Aspirin was associated with a 60% reduced risk of rapid AD progression, similar to another longitudinal observational study [33]. Despite the fact that randomized clinical trials failed to show any effect of aspirin on cognition [17, 34], the Evaluation of Vascular Care in Alzheimer’s Disease (EVA) Study demonstrated slower or no increase of white matter lesions [34] in patients who have been treated for vascular disorders for two years. Differently from observational studies, in randomized clinical trials aspirin is administered to patients that have no potential indication for its use, and for a short period. Experimental data showed that aspirin can directly counteract amyloid-β aggregation [35], but only after long-term use [36]. Thus, aspirin could influence AD risk and progression through three different mechanisms: decreasing vascular burden pathology, reducing chronic neuroinflammation with its anti-inflammatory action [37], and interfering with amyloid-β aggregation.

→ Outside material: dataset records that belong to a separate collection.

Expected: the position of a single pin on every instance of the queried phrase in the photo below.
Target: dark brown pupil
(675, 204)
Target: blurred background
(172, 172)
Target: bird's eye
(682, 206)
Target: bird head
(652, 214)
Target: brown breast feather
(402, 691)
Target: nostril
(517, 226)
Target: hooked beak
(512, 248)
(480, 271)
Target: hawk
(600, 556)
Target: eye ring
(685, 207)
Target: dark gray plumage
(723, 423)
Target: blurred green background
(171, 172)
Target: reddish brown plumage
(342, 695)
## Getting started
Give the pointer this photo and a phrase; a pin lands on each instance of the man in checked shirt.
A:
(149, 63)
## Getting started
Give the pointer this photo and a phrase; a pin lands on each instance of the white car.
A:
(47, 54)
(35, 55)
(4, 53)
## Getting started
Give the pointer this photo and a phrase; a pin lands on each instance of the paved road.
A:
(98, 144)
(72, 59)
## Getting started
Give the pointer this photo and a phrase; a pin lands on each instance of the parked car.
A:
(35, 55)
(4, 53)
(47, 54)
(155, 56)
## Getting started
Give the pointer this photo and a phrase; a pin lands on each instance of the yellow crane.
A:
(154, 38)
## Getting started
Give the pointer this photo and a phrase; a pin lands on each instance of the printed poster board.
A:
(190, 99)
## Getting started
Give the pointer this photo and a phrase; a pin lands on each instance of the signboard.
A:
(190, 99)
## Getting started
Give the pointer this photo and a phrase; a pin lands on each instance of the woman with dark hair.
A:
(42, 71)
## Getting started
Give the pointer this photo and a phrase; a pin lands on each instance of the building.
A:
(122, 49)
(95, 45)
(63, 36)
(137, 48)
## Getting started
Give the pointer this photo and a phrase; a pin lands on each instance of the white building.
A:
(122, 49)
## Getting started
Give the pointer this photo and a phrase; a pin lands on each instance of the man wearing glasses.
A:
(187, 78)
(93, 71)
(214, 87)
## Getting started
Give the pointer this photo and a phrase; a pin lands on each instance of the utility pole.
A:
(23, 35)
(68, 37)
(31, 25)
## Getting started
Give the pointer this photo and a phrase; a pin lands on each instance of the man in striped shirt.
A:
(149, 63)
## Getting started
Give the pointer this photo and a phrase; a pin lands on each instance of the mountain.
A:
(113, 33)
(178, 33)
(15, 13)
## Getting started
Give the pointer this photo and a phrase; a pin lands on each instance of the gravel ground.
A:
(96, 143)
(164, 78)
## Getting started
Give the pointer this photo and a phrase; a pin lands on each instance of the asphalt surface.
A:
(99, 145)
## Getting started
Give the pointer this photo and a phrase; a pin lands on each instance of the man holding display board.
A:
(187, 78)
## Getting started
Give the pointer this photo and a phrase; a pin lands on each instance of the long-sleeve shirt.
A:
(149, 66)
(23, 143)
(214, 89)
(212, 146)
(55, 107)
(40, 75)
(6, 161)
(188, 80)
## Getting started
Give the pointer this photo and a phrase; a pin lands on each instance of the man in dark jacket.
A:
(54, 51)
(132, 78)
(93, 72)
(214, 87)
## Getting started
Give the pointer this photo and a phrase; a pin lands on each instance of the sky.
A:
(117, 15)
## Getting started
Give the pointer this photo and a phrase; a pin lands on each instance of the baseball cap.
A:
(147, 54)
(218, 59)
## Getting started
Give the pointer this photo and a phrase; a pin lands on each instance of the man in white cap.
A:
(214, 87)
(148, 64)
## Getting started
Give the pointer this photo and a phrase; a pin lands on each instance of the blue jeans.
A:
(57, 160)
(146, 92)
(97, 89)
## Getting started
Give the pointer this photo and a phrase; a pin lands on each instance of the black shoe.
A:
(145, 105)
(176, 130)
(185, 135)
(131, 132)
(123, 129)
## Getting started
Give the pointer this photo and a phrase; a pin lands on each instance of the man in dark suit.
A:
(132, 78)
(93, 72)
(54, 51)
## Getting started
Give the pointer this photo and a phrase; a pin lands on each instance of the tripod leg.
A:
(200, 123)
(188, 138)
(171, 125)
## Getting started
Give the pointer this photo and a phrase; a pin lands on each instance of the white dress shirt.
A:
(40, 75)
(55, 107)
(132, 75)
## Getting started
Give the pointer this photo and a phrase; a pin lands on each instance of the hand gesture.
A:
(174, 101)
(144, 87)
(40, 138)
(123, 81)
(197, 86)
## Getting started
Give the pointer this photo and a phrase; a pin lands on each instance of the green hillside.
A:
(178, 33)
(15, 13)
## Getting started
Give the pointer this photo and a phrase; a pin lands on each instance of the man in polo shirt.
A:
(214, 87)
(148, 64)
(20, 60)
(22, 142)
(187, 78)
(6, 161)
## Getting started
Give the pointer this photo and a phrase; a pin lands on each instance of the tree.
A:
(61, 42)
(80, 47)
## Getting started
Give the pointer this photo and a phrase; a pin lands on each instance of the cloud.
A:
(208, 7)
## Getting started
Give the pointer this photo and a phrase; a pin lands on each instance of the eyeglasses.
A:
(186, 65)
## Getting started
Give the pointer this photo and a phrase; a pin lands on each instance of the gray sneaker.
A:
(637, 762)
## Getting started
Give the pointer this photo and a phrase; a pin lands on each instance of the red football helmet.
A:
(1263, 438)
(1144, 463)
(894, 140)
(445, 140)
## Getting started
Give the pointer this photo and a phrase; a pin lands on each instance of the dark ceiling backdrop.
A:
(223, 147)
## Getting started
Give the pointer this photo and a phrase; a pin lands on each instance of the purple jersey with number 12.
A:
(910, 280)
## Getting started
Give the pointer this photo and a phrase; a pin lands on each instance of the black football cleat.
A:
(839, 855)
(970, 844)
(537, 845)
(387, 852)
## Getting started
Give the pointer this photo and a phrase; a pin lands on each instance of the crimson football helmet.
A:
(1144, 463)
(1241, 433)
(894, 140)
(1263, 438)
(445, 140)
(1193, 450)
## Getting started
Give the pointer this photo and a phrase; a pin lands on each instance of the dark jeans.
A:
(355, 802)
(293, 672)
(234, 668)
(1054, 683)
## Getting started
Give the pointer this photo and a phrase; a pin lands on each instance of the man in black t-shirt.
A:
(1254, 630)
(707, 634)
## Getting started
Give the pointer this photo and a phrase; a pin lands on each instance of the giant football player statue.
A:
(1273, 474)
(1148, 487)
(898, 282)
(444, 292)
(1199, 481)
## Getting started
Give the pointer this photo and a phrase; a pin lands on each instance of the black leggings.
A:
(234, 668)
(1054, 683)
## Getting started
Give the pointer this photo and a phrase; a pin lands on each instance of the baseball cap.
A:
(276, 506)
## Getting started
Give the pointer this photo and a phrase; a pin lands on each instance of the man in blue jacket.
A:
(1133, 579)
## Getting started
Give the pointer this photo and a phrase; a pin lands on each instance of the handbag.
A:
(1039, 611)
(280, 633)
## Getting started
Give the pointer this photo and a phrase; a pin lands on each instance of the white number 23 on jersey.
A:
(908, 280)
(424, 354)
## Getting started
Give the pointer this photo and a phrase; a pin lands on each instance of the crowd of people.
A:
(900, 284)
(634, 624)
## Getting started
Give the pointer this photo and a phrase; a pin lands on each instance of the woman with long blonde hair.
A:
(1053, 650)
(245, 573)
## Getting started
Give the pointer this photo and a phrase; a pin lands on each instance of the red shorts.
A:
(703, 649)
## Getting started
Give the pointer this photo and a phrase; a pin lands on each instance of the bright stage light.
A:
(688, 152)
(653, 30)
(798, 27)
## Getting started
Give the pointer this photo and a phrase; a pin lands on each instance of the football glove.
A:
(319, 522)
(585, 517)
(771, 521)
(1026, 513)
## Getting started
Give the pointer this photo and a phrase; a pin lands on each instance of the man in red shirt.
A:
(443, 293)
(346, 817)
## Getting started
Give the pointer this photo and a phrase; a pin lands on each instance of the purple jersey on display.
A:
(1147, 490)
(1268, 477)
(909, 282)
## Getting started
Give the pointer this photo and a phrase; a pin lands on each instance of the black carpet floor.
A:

To our knowledge only two studies have analyzed the interaction between genetic and non-genetic factors [14, 38] on AD progression. Consistent with Oliveira and colleagues [38], we confirmed that high education was associated with slower cognitive decline among ɛ4-carriers. Higher education is a proxy for cognitive reserve [39] and performs a protective role on dementia risk especially among ɛ4-carriers [22]. However, the role of schooling after dementia onset is controversial [6, 40]. The joint effect of APOE genotype and education could explain the debated results, and therefore requiring further investigation. Similarly, an interaction between APOE genotype and vascular factors has been demonstrated on dementia risk but does not seem to be linear during the course of the disease [14], even showing a protective role of vascular factors on dementia progression in AD ɛ4-patients. Interestingly, in our sample aspirin therapy was beneficial especially among non ɛ4-carriers, in whom probably white matter lesions have more effect onprogression [34].
There are some limitations in our study. First, our sample is relatively small and that can affect statistical power. Secondly, due to the retrospective design, we did not take into account dropouts. Thirdly, being a University Hospital Neurology Unit, we could have a selection bias of patients. However, the characteristics of our population were similar to other clinical samples [13, 27].
The strengths of our study included the extensive clinical examination, the high accuracy of AD diagnosis, the availability of neuroimaging data and the extensive evaluation of risk factors.
In conclusion, our study suggests that some indicators of cognitive decline can be detected at the time of diagnosis and that the long-term use of aspirin may offer a possibility as a secondary preventive strategy.
In our opinion, the genetic-non-genetic factors interaction on AD progression needs to be further investigated since it varies along disease course. Understanding the concurrent role of those factors could clarify the neurodegenerative mechanism and could lead to different therapeutic approaches based on genetic background.